Impact Factor : 0.548
Seyyed Mohsen Hosseininejad*1, Fateme Sadat Hosseininejad2 and Seyyed Mehran Hosseini3
Received: December 12, 2017; Published: December 18, 2017
Corresponding author: Seyyed-Mohsen Hosseininejad, Associate professor of Physiology, Golestan University of Medical sciences, Gorgan, Iran
Abbreviations:WHO: World Health Organization; WC: Waist Circumference; BMI: Body Mass Index; GOUMS: Golestan University of Medical Sciences; ASIS: Anterior Superior Iliac Spine
The prevalence of obesity has immensely increased around the world in both adults and children. In fact the World Health Organization (WHO) estimates that at least 1 billion people are overweight, and three hundred million of these are obese . The rising prevalence of obesity merits the need for accurate methods of assessing adiposity. There are now, however, many measures of obesity, anthropometrics and otherwise . Evidence from recent epidemiological studies has yielded the advocacy of WC (waist circumference) and BMI (Body Mass Index) as easy-to-use, low-cost, yet reliable measures of obesity [3,4]. As it is clear, BMI provides a simple numerical scale for body status often applied in population studies. BMI in medical literature is reported as variable (dependent or non-dependent) and also used for descriptions and classification of groups or populations. However, some studies apply BMI and WC based on self-reported body weight and height without any valid protocol; this subjective approach may potentially lead to inaccurate data . So here, as very small part of the big world of researches, I am writing this letter to brief those involved in researches about my own study in which body weight changes following a single meal session could affect BMI and WC values.

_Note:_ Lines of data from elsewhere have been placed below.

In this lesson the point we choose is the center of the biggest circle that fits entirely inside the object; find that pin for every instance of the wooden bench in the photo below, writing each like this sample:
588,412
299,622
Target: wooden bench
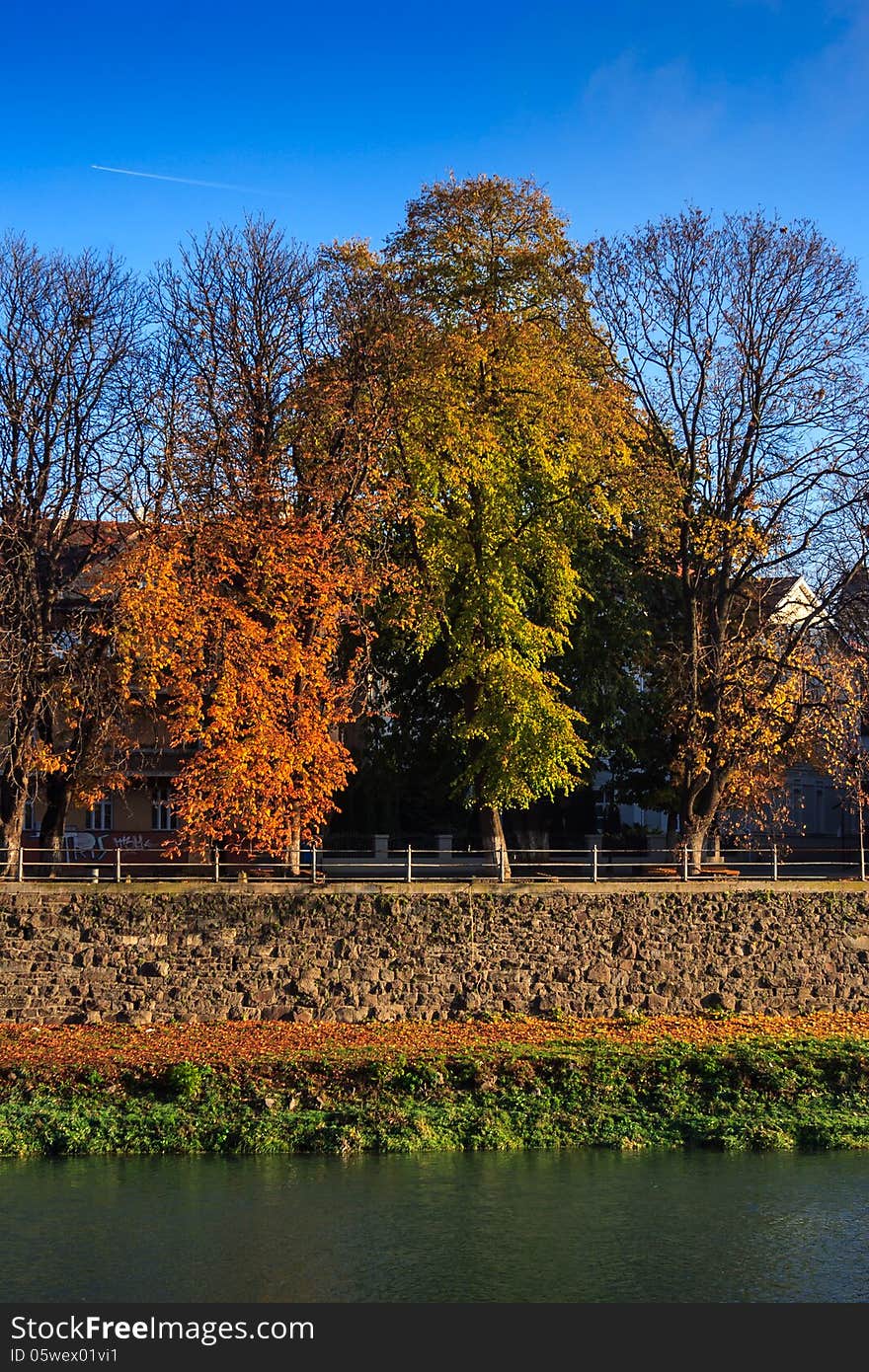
710,873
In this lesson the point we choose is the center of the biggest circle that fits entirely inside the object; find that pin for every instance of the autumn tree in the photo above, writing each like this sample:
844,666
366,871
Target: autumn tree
746,344
70,401
243,598
514,440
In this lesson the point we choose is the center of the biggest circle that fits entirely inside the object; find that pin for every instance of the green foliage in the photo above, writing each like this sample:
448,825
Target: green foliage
742,1095
513,447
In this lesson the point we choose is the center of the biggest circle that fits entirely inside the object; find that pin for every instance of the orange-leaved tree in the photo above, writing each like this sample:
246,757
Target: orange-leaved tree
245,590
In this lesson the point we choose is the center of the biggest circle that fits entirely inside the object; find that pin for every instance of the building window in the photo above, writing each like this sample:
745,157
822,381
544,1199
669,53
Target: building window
162,811
99,816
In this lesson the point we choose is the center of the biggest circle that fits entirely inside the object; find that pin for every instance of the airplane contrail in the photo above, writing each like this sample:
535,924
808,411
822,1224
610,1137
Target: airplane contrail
180,180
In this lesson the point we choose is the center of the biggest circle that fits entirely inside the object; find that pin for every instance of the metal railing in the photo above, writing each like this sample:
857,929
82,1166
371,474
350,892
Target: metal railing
408,865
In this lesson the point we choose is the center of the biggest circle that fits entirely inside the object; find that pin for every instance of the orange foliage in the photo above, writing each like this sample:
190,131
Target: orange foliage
235,632
113,1048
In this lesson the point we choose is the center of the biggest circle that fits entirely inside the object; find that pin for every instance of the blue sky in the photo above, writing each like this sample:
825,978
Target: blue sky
331,116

We conducted a cross-sectional study on 120 students of Golestan University of Medical Sciences (GOUMS) in 2015; all participants were healthy college students and their mean ages were 19±3 years. Body weight and waist circumference were measured before and after a meal according to the standard guideline of World Health Organization . BMI was calculated as Mass (kg)/ [Height (m)]2 and was compared by Paired Student t-test. We noticed that there were statistically significant differences between body weights, WC and BMI values before and after a meal (P<0.05). Because having some food could increase body weight and immediately measurement of BMI and even WC thereafter make these indices be overestimated. Besides we observed that where to put the plastic tape on the body to measure the WC is crucial to the correct outcome; we performed WC measurement on three different point of the body: below the anterior superior iliac spine (ASIS), on and above it and three different values were obtained.
What we found in most studies applying BMI and other anthropometric indices, fasting condition for measurements of body weight might be ignored or at least not clearly reported while BMI calculation because it is supposed that its effect is very small and hardly can lead to the BMI categorical states bias. We suggest that the site of measurement and the time since last meal should be standardized for the development of a protocol of BMI and WC measurement; changes, although being slight, in cut-off points can make BMI and WC values move into another category; may cause analysis mismatch and remarkable changes in the final results which lead to interpretation bias because such anthropometric indices are generally used in population studies; so very little changes may produce very profound consequences thus inconclusive and wrong interpretations.